Note that you can change the order of your tiles in any way to make it easy for you and your opponents to confirm that you have a winning hand.
So let's say you have the digits of π in your hand, as number tiles:
14159 26535 8979
🀙🀜🀙🀝🀡 🀚🀞🀝🀛🀝 🀠🀡🀟🀡
But we can rearrange them like this:
🀙🀙 🀚🀛🀜 🀝🀝🀝 🀞🀟🀠 🀡🀡🀡
Which are in fact the four melds and a pair that we want.
No official rules say that they are worth more because they form the digits of π. (They're already very valuable for reasons we won't get to, but you don't get bonus points for making them spell π.) But you can always add a house rule that says that if you have those tiles, you can win more points.
Taiwanese mahjong is unlike all the rest in that it wants five melds and a pair for you to win. You start with sixteen tiles, so sometimes this is called "sixteen-tile Taiwanese mahjong".
The next three digits of π is 323, but it turns out that with a little bit of reshuffling you can make the requisite winning pattern:
🀙🀚🀛 🀙🀚🀛 🀛🀜🀝 🀝🀝 🀞🀟🀠 🀡🀡🀡
(But be aware that in some places, this will be displayed with no spaces and in sorted order, so it looks like this: 🀙🀙🀚🀚🀛🀛🀛🀜🀝🀝🀝🀞🀟🀠🀡🀡🀡. As order does not matter, this is the same hand.)
How many random collections of 14 ~ 18 digits can you make that are also winning hands? Notice that four identical tiles count as a single meld, so the number of tiles in a winning hand can actually vary. But remember there are only four copies of each tile.
If we include the Taiwanese game into our search space, the number of digits to span over go from 14 ~ 18 to 14 ~ 22. How many of those are winning hands?
You may have noticed that 0 is not included in the number tiles. The game never had tiles with rank 0, just like how playing cards don't have rank 0.

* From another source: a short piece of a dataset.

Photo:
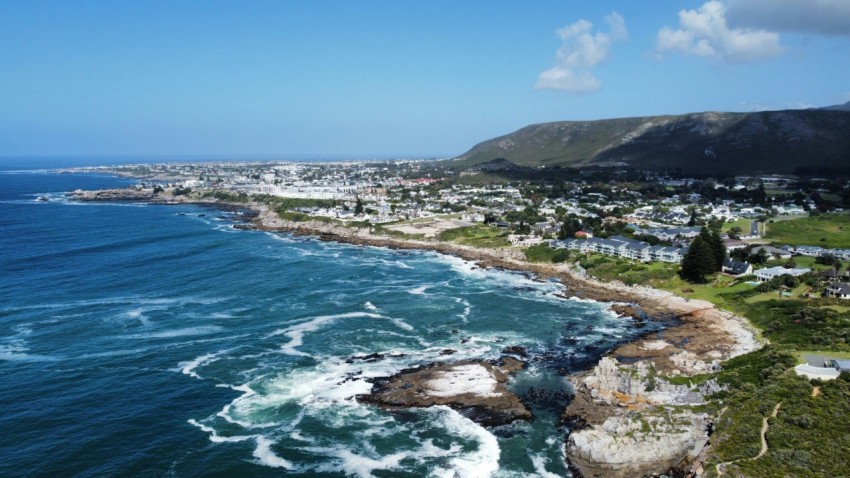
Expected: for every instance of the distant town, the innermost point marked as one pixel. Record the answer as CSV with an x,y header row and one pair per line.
x,y
639,216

The Americans have our back here. Their winning hands sometimes include weird stuff that need zeros, and when they do they use the "soap" tile, 🀆, to represent the digit. It is properly called "the white dragon" because the actual tile is blank (though in most parts of the world the tile is actually a picture of a blank tile, not a blank tile, because of historical reasons) and so white (as the material of the tile is white), but the Americans call it "soap" because look at it.
(There is nothing particularly "dragon"-y about the tile; in Chinese it's not called a dragon, and this is a translation artefact from some entirely too excitable Euro-Americans when translating the game.)
But let's not go too wild. Although it looks like a 0, the white dragon is not a zero and therefore cannot form a sequence of tiles. The formal reason is because the white dragon does not have a rank and so its rank cannot be adjacent to anything. But it can form a triplet of identical tiles, 🀆🀆🀆, and all four can be collected into a single meld, 🀆🀆🀆🀆.
With this additional constraint, how many more sequences of digits of the right length can be winning tiles?
It's possible to make an exhaustive search or even just enumerate all the possible winning hands but I can't be bothered to right now.